Besides non-profits like Any Baby Can, there are some for-profit groups who also provide these services – which, by the way, are federally mandated.
“So when there are cuts to the contract, when there are reductions in Medicaid reimbursements, there are no accompanying reductions in the number of children we are required to serve,” explains Andy Miller, the President and CEO of Any Baby Can.“There are no reductions in the amount of services that we will be required to provide. Because it is really outcome based for the child."
Miller says this means some providers will have to make tough decisions – including the decision whether to shut down. And that, he says, we will hurt rural areas the most because they didn’t have a lot of options to begin with. And Miller says end up paying for that anyway.
“So, we can wait and under-perform in serving children zero to three,” Miller says. “Wait until they get into school and then spend more money and more resources to try and ensure that they are successful. And what we know is that those interventions are more difficult and have less likelihood of success than if we were to intervene in those first three years.”
And advocates say they would have pointed this out if they were asked about these cuts when they were proposed last year. But the cuts were influenced by a Medicaid payment study, not stakeholders.
Anne Dunkelberg with the left-leaning Center for Public Policy Priorities has a major problem with that study. She says access wasn’t even a factor when they calculated those new rates.
“Obviously, a rate analysis that doesn’t take into account what a rate cut would do to access to care probably didn’t finish the job,” she says.
Dunkelberg says the way they did this also didn’t leave a lot of room for flexibility in case problems come up. So, the hope now is for advocates to convince lawmakers to reverse the cuts during the legislative session that starts in January. Dunkelberg says for providers who rely on Medicaid reimbursements this is a familiar story.
“You know, too often it is a case of a little bit of overreach from the legislature – they cut too deep and then they hear about it,” Dunkelberg explains.

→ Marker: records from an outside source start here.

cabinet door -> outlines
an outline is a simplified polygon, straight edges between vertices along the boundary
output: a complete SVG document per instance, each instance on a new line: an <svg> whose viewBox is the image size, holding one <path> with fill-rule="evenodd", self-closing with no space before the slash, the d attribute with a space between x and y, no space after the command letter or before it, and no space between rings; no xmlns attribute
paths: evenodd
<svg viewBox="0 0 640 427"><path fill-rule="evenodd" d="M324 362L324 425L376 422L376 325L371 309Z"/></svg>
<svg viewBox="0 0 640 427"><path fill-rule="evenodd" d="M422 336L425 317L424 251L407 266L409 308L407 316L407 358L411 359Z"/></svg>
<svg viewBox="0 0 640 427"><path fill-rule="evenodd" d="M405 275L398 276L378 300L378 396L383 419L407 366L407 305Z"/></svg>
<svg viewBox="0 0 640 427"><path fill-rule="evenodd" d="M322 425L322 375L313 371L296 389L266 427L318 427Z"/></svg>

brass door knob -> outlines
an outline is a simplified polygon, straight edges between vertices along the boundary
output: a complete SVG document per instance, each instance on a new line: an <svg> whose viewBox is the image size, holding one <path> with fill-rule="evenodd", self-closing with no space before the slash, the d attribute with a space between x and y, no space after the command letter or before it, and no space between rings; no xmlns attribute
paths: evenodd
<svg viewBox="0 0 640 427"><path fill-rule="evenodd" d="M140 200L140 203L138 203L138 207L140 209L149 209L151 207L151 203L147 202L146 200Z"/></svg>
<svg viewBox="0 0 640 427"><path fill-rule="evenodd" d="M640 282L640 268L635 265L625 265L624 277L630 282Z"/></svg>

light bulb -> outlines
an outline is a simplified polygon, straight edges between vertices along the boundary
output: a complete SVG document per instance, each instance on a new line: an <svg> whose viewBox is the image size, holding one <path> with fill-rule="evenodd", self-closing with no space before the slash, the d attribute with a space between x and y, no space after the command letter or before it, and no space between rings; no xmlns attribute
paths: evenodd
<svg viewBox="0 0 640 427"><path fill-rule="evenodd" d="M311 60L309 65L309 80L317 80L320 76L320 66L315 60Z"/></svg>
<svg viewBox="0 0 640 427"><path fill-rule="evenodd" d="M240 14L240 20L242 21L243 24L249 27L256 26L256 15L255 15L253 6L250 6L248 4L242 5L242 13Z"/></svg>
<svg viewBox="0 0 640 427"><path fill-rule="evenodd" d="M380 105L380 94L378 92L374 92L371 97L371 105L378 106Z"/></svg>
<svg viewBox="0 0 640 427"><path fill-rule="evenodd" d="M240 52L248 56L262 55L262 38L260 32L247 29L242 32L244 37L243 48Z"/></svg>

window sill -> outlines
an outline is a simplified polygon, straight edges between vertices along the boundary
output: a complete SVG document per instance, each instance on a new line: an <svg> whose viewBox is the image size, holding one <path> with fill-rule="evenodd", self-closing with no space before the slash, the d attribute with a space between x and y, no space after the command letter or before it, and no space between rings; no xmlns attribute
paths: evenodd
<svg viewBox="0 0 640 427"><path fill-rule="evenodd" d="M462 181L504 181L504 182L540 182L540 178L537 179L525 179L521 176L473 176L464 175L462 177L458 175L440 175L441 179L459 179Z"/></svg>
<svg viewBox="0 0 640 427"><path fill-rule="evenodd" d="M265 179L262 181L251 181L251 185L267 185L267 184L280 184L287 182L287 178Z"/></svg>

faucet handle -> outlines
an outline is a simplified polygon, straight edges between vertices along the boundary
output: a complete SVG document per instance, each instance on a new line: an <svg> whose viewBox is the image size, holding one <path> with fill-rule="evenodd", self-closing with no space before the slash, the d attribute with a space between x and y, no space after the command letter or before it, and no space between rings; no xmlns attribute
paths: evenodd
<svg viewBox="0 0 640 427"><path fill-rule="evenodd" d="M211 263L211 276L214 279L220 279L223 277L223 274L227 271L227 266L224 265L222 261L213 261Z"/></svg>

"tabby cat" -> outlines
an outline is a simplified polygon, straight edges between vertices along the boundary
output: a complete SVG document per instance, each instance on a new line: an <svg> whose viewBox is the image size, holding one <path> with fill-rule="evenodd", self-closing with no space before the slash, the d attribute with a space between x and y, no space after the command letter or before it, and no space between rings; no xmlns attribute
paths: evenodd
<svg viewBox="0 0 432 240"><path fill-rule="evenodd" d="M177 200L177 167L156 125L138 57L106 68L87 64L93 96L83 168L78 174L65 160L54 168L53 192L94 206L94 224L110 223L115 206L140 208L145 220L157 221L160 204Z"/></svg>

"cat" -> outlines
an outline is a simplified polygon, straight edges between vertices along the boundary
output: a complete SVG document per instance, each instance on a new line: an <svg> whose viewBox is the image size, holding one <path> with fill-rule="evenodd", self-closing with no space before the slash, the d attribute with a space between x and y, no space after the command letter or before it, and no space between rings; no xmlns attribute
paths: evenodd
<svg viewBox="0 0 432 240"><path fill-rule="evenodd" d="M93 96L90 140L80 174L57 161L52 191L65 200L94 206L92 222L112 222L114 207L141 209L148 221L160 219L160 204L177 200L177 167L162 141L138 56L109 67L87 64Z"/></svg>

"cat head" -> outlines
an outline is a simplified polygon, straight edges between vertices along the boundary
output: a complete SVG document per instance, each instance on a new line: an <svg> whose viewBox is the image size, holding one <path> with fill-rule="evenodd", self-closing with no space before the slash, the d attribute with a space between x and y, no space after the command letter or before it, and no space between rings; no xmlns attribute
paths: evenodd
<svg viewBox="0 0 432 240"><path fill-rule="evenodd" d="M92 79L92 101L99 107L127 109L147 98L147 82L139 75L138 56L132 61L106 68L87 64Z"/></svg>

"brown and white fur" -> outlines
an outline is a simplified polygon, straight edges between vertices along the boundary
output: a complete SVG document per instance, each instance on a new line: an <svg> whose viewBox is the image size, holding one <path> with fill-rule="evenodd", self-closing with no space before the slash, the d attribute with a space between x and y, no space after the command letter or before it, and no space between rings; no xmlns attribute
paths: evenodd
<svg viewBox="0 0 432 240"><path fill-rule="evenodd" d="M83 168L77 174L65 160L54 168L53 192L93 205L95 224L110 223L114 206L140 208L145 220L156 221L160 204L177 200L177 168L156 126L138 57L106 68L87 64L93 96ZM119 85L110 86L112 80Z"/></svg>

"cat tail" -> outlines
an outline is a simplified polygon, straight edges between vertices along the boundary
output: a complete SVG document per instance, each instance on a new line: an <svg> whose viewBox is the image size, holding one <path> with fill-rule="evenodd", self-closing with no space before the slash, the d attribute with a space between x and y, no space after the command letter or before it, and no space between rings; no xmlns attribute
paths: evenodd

KUT reached out to two lawmakers that oversee Medicaid budgets in the state – Republican State Representative Four Price and Republican State Senator Charles Schwertner – but neither office replied to a request for comment.
Even so, advocates are going to have to make their pitch at a time when there’s less tax revenue coming into Texas because of relatively low oil prices. Because of that decline in money, other agencies are already clamoring for more funding.